Where was the concern for judicial independence then? Even if you strongly disagree with the sentence (as I do), is it proper to force out a judge for imposing a sentence that the law allows in a criminal case? Of course, an elected state court judge can be accountable at the ballot box and even recalled by the voters for abusing his office. Moreover, the California legislature is free to impose mandatory minimums for sex crimes to limit the discretion of judges. But that remedy must be carefully considered.  Judges who hear individual cases should have the ability to use their discretion to dispense mercy and, even, leniency when and where they determine it is due.

Without judicial independence, judges would be unable to render fair and impartial decisions based on the law alone. Too often they might be motivated by questions of whether their decisions are unpopular, or favor the powerful and well-connected over the weak, the criminal, and the despised. This is far different from allowing life-tenured federal judges to unduly interfere in political questions against the actions of elected political actors, unless it is plain and clear from the text of the law or the Constitution that the elected political actor has gone outside of lawful bounds.

If we are to be a government “of the people,” our elected officials, including the President of the United States, must be free not only to criticize, but also to exercise lawful checks and balances against the power of of judges acting as usurpers. When judges use their constitutional authority to decide “cases and controversies” to effectively nullify a lawfully elected democratic government, it should be considered outrageous when our elected officials give that kind of action undue deference.
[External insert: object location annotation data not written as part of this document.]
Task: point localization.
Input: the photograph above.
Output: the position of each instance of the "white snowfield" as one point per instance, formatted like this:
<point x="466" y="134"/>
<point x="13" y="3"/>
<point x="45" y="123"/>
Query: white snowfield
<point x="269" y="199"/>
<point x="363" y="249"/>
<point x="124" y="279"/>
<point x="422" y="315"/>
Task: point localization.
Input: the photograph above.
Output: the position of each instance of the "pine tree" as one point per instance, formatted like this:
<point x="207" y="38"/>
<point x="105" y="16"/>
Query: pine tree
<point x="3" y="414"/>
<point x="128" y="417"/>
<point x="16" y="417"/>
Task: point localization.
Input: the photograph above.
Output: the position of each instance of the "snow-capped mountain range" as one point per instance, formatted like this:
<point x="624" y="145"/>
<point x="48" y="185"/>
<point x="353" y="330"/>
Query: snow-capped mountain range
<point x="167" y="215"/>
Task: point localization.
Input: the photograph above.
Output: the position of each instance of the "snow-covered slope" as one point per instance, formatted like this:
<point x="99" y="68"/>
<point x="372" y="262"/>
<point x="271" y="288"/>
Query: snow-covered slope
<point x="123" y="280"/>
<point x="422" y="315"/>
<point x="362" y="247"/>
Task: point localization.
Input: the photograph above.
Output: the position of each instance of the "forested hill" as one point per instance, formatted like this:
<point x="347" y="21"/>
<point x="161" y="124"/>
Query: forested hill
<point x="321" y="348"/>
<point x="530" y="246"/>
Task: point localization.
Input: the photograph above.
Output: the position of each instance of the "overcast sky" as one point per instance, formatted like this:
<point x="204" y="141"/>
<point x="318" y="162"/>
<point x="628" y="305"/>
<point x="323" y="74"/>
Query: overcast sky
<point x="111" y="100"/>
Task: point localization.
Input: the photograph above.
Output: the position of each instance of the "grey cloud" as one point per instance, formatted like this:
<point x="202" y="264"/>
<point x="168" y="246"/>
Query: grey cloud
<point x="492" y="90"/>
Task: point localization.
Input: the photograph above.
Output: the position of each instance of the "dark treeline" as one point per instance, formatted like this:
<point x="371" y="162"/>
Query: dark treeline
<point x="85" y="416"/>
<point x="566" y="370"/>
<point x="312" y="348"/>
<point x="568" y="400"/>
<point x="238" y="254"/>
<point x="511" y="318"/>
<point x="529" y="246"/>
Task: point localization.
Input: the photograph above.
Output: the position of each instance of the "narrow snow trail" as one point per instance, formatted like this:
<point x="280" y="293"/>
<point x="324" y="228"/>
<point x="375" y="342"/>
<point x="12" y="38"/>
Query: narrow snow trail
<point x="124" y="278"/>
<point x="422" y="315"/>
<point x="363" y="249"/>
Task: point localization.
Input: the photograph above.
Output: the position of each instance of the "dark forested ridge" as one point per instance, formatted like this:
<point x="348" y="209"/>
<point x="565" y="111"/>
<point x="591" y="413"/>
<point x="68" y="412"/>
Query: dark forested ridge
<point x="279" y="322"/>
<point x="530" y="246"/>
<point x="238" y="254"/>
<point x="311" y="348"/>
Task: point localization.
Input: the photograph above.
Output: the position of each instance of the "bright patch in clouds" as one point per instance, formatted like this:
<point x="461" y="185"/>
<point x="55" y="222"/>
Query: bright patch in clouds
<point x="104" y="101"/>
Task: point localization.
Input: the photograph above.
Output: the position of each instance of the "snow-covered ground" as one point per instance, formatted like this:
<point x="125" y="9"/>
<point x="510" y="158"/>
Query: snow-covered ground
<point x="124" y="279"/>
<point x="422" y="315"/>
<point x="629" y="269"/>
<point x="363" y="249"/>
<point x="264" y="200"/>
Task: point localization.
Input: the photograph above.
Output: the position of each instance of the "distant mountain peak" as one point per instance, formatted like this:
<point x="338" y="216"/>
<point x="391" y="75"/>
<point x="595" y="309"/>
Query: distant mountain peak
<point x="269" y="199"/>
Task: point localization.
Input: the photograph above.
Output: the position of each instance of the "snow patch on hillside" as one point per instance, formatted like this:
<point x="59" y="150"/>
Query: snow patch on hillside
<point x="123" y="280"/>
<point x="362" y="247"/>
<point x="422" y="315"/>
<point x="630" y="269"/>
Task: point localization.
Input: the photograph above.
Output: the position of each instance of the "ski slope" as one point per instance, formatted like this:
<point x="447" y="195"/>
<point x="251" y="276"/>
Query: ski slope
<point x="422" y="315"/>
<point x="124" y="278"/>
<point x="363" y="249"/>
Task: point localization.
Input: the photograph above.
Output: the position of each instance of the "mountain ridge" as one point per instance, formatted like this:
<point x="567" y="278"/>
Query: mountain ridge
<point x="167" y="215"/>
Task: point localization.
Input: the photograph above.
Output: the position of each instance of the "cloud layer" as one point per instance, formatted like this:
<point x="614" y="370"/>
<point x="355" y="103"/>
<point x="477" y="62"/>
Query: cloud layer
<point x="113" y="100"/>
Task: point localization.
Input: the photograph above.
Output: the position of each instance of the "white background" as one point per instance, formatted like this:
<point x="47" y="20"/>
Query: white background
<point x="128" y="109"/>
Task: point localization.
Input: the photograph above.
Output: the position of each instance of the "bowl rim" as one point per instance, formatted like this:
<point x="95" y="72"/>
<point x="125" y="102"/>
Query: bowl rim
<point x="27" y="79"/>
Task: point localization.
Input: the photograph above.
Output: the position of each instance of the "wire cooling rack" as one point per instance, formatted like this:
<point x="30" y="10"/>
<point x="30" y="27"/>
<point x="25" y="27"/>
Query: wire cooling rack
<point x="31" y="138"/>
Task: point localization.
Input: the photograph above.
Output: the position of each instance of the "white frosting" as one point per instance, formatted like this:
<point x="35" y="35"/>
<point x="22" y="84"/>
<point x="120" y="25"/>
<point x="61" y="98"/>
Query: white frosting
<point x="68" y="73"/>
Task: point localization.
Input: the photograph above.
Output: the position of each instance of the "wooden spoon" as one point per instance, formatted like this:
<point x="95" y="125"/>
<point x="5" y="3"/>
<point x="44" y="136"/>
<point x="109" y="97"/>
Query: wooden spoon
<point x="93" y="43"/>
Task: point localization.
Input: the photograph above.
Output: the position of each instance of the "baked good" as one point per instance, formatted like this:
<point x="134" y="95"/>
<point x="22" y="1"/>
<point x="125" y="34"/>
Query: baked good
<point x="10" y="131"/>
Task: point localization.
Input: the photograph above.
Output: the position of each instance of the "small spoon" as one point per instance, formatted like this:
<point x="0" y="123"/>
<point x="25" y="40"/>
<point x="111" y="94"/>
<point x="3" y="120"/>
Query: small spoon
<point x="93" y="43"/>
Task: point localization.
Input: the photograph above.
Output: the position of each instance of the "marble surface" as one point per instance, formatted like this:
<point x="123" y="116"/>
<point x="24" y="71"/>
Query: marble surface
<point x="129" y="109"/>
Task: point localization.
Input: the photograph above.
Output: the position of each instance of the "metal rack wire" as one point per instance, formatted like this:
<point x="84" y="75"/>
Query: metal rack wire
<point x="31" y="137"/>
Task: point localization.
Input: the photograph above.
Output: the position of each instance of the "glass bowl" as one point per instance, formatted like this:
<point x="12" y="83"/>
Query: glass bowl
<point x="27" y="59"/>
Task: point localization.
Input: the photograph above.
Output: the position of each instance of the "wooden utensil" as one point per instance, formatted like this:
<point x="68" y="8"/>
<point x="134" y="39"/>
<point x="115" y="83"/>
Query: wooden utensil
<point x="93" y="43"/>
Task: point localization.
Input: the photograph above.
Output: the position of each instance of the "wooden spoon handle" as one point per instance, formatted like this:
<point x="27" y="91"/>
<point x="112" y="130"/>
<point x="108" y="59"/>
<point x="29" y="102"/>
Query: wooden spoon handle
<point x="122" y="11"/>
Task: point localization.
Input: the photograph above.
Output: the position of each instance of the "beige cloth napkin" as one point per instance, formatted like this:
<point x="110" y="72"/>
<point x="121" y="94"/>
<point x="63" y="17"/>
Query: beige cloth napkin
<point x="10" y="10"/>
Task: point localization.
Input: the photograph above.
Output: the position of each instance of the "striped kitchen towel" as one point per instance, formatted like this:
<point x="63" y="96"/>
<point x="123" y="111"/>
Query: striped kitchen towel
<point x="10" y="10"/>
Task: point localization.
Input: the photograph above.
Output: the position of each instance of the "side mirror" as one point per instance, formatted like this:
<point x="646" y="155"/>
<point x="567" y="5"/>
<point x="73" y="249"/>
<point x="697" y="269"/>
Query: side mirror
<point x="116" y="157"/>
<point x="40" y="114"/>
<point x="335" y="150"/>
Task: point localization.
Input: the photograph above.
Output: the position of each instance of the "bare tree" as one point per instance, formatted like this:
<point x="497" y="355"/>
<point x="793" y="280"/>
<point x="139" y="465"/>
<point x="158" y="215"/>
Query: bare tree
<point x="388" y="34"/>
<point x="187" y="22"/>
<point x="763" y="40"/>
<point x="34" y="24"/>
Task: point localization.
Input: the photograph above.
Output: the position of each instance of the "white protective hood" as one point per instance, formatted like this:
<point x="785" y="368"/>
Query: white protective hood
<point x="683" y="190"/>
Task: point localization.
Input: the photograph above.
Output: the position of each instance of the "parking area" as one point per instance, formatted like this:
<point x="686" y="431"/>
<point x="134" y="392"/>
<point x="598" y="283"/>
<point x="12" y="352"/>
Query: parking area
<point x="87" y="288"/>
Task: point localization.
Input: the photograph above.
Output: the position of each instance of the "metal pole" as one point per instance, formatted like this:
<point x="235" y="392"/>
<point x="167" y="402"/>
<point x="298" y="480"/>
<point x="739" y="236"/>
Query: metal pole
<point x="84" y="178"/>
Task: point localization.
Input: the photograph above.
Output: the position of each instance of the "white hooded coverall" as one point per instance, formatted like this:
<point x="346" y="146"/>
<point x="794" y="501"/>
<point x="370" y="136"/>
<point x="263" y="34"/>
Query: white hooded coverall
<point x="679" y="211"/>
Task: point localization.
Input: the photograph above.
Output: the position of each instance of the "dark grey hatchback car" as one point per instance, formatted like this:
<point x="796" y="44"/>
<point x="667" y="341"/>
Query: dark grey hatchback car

Congress, should immediately, as others have suggested, use their power under Article 3 of the Constitution to limit the jurisdiction of lower federal courts. We should consider even the exceptional remedies of impeachment against individual lawless judges, and nullifying their lawless orders as our Founding Fathers and early presidents like Thomas Jefferson and Andrew Jackson suggested may be necessary from time to time.
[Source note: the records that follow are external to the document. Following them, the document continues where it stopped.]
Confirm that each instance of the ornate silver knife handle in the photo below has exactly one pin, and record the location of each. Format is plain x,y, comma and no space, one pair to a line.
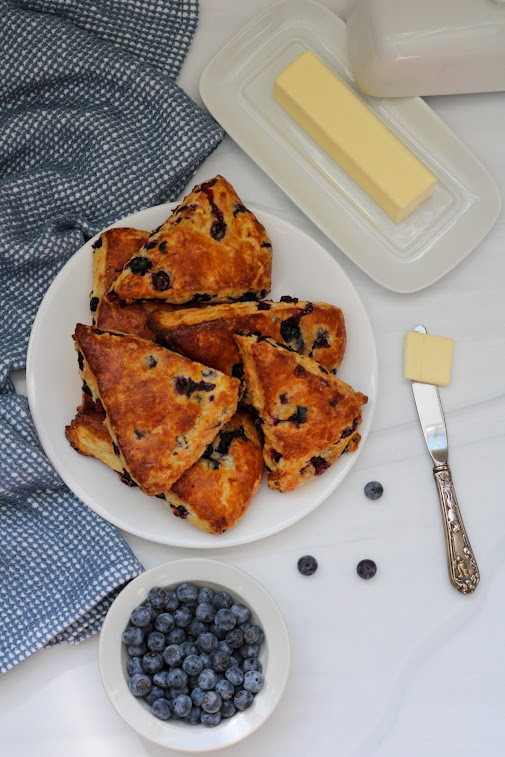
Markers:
463,569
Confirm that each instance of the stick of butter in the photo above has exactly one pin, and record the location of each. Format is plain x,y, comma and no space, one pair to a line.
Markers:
353,136
428,358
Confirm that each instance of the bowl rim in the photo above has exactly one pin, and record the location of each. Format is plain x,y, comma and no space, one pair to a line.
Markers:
275,655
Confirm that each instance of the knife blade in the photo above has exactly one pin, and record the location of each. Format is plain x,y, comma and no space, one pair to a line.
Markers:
463,570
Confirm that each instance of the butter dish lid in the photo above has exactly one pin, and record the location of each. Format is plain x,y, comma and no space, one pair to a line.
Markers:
433,47
237,88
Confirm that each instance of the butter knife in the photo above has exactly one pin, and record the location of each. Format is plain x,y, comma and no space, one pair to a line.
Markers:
463,570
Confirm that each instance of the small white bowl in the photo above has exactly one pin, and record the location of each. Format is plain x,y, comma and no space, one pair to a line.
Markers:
274,655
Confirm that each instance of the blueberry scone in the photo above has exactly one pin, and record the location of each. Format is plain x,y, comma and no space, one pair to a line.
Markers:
211,249
214,493
111,251
309,416
314,329
160,409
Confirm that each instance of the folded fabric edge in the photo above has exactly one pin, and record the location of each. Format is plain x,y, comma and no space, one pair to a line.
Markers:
56,634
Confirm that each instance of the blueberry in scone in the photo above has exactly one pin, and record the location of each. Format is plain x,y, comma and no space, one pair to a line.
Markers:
160,409
215,492
309,416
211,249
315,329
111,251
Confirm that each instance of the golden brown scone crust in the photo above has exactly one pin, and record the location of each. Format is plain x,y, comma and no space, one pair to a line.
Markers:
206,334
111,251
162,409
130,319
215,492
211,249
309,416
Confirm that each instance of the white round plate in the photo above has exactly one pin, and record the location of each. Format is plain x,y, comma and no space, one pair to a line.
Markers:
274,655
301,268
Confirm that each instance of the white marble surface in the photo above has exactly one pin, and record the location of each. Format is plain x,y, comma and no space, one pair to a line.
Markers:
400,665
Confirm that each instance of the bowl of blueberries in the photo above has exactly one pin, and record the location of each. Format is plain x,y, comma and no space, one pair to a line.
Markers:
194,654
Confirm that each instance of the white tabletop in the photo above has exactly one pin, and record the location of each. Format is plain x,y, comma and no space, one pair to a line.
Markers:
398,666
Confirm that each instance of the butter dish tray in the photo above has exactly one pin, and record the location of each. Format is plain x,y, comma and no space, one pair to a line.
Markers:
237,86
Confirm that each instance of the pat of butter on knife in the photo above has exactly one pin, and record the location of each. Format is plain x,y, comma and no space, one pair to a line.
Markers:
353,136
428,358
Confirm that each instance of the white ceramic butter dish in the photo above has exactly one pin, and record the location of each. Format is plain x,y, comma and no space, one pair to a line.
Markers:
427,47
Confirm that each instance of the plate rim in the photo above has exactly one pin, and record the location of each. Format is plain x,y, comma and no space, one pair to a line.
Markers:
118,522
133,593
401,277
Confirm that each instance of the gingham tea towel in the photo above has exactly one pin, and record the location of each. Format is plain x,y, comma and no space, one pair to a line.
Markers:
92,127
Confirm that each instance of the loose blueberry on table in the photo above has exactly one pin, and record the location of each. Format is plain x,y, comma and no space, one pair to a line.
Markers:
193,654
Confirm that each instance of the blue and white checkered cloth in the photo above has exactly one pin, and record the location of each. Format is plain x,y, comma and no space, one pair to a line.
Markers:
92,127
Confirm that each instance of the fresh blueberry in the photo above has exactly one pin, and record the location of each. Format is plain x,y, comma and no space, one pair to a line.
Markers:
222,600
228,709
183,617
194,716
210,719
155,693
196,695
189,648
243,699
171,602
161,708
205,612
253,681
156,642
241,612
139,685
176,636
211,702
307,565
207,642
249,650
252,663
235,675
254,635
205,595
219,661
219,633
235,638
223,646
225,688
225,619
205,659
137,651
187,592
140,616
133,636
164,622
192,665
374,490
196,627
152,662
177,678
161,679
134,666
173,655
207,679
157,597
366,569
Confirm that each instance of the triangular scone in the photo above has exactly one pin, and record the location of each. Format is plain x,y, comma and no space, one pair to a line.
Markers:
211,249
215,492
111,251
309,416
314,329
161,409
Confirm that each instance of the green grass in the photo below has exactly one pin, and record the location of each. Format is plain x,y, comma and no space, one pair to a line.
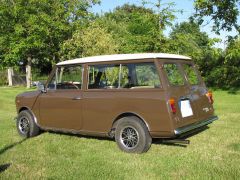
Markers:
212,154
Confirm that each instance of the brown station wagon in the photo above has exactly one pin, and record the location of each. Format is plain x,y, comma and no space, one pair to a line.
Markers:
131,97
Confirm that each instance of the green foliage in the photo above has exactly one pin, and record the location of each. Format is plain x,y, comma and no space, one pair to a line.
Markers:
33,28
232,64
224,13
92,40
136,28
211,155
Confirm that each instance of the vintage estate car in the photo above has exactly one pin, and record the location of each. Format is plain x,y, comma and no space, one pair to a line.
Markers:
130,97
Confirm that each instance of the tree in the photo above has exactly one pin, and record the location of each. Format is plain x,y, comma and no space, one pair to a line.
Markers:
32,30
231,64
187,39
136,28
224,13
93,40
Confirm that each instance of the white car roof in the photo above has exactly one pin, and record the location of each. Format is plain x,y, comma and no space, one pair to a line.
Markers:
122,57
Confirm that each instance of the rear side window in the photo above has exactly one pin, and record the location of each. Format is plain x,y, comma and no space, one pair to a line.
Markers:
67,77
173,74
103,76
191,74
139,75
128,75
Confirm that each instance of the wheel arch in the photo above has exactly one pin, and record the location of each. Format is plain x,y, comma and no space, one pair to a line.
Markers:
24,108
126,114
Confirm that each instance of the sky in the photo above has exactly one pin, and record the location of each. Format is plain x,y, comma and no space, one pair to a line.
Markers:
185,5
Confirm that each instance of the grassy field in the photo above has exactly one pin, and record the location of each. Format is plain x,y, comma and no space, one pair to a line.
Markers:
212,154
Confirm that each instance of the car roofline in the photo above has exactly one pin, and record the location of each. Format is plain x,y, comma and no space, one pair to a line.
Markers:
123,57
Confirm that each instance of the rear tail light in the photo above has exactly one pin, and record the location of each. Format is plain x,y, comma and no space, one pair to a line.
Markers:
172,105
210,97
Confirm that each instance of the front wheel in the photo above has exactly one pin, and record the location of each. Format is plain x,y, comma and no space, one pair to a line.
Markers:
132,135
26,125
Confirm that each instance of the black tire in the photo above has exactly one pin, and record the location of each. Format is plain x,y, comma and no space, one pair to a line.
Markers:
132,135
26,125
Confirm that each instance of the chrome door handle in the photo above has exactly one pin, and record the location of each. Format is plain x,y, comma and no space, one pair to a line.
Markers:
76,98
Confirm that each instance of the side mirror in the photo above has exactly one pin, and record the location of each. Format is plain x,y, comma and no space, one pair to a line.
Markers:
41,87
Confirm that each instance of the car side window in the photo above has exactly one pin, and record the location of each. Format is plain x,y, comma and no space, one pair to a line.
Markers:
67,77
173,74
191,74
139,75
103,76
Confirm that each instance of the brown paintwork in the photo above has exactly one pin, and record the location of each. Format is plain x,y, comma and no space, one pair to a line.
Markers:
97,109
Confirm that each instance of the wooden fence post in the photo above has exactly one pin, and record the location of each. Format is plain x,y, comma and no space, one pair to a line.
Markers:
28,72
10,75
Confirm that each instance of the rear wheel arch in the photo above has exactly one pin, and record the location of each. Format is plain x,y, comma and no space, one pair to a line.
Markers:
23,109
126,114
30,111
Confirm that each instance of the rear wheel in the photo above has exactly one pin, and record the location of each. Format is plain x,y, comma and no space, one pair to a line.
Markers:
26,125
132,135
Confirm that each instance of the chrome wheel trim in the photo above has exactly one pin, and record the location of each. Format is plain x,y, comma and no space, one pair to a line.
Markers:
129,137
23,125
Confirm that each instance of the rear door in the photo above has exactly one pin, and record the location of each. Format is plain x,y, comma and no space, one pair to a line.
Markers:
179,90
198,91
61,105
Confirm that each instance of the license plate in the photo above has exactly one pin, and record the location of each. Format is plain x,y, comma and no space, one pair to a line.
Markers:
186,109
And of course, in order to avoid a constitutional crisis and limit the damage to the legitimacy and prestige of the federal courts, the Supreme Court must decisively overturn the Ninth Circuit’s order.

Consider the chaos in the collapsing socialist state of Venezuela, with inflation predicted to rise over 1,600%, and the people reduced to eating dogs, cats, and flamingos, and unable to find basic healthcare. The deeply unpopular socialist government led by President Maduro, refuses to relinquish power despite the will of the democratic majority. The Supreme Court of Venezuela, with judges handpicked by the government during the Chavez era, pronounced that the entire elected legislative body of the country, is “in contempt” and seized law making authority unto itself.

In a similar fashion, the judges of the Ninth Circuit Court of Appeals have seized foreign policy authority from the President and the Congress, blocking President Trump’s temporary travel restrictions imposed under the broad powers conferred by the Immigration Act of 1952.

When candidate and then President Trump spoke critically of individual judges was this an “assault on the independence of the judiciary” and a “threat to democracy?” To the contrary, the lawless and illegitimate pronouncements from the ruling trial courts and the circuit majority from the Ninth Circuit are the real affront to our American constitutional system of government. An independent judiciary does not mean that federal judges must have unquestioned power to interfere in politics. The “living constitution” the progressive judges seek to impose on us, where the actual text of the constitution as ratified by the people is ignored, is a dead and useless constitution. Judges, especially unelected life-tenured ones, must be subject to the checks and balances of the other two branches of government.

Ultimately, the law and the Constitution belongs to “We the People.”